The First Department, in a full-fledged opinion by Justice Renwick, determined the malpractice, fraud and breach of fiduciary duty causes of action against defendant accounting firm should not have been dismissed. Both plaintiff Ellen and her son Kenneth are owners of a restaurant. The complaint alleged Kenneth was looting the restaurant by taking a large salary and talking out loans against the business without Ellen’s knowledge. It was alleged defendant accounting firm had a duty to inform Ellen of Kenneth’s financial dealings but did not. The accounting firm argued there was no duty-breach and no fraud because all of Kenneth’s financial activities were documented in the accountant’s records and in the business tax returns.

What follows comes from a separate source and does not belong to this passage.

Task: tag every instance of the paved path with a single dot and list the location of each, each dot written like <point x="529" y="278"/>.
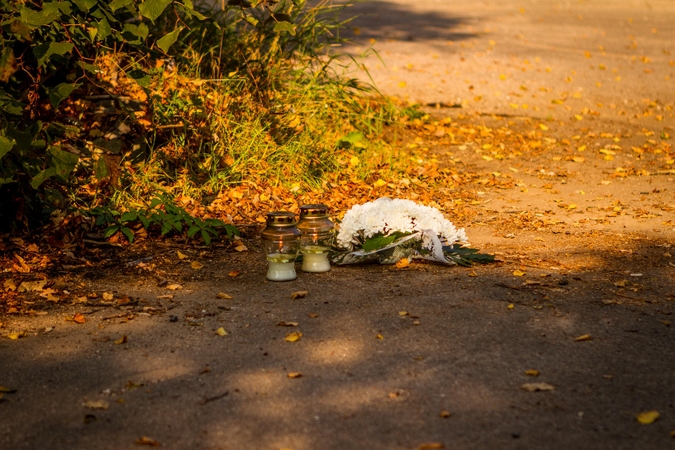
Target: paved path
<point x="450" y="368"/>
<point x="611" y="58"/>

The First Department simply held the complaint stated causes of action for accountant malpractice, fraud and aiding an abetting a breach of fiduciary duty:
Plaintiffs’ claims … are not that defendant was hired to discover Kenneth’s wrongdoing, but rather that information obtained by defendant during its business interactions with Kenneth and information used by defendant in order to prepare tax returns and financial statements put defendant on notice about the impropriety of Kenneth’s loans to himself such that defendant had a duty to inform plaintiffs of the questionable payments. The law is very clear that an agreement to perform unaudited services does not shield an accountant from liability because an accountant must perform all services in accordance with the standard of a reasonable accountant under similar circumstances, which includes reporting fraud that is or should be apparent … .
In addition, “[o]ne who aids and abets a breach of a fiduciary duty is liable for that breach as well, even if he or she had no independent fiduciary obligation to the allegedly injured party, if the alleged aider and abettor rendered ‘substantial assistance’ to the fiduciary in the course of effecting the alleged breaches of duty” … 1650 Broadway Assoc., Inc. v Sturm, 2024 NY Slip Op 01864, First Dept 4-4-24
Practice Point: An accounting firm has a duty to disclose fraud. Here the firm documented the potentially fraudulent financial activities of one of the owners of the restaurant but did not disclose those activities to the other owner. The allegations stated causes of action for accountant malpractice, fraud and aiding and abetting breach of a fiduciary duty.